I have a bone to pick with Mr. Webster.
Now any editor will tell you that I am not the world's greatest speller. Kieth Shelton once wrote on my evaluation "can't spell cat," and Mike Trimble still reminds me that I once spelled the plural of Jet ski "jet skies."
But some words I always spell correctly because it was drummed into me in journalism school. You know, commonly misspelled words that reporters should never fall victim to.
One of those words was pompon. No, not poupon. That's a mustard. Pompon. The things you wave at football games at any opportunity. I have a pompon for the Mean Green and I wave it endlessly given the slightest opportunity.

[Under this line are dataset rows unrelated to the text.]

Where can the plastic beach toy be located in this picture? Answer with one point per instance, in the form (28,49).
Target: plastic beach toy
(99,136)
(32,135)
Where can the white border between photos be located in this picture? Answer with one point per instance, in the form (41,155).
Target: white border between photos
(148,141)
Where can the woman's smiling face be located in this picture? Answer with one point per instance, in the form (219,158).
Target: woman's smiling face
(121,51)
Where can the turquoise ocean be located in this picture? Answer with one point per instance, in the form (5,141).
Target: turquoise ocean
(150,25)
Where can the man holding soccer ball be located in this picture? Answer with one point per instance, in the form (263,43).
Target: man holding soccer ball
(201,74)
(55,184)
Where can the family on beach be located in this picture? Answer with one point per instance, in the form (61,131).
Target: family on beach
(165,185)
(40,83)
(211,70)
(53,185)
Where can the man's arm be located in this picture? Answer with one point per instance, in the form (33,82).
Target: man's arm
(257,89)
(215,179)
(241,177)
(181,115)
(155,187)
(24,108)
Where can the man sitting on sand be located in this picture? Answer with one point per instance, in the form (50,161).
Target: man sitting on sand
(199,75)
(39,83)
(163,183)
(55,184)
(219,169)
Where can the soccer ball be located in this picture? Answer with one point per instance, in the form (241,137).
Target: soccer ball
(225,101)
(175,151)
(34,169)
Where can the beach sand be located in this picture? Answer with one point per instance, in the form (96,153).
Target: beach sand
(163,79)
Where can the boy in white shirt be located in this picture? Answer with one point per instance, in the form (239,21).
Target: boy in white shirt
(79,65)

I wrote about my pompons a couple of weeks ago and was surprised to see when the column was published that some enterprising editor had changed the spelling to pompoms. I was horrified. What's the use of spelling a word correctly if an editor is going to change it and make it wrong.
Turns out that pompom is now the preferred spelling.
Who knew? Editors, that's who.
The explanation - so many people spelled it that way that it became word spelling law.
Now that's just wrong!
That's like saying that so many people run red lights that going through a red is preferred to stopping. Wrong!
As for me, I will continue to spell pompon in the old, yes, correct way and make them change it if they dare. No editor worth his salt would cower before a mere reporter with tradition and right on her side.
Especially one who writes about "jet skies."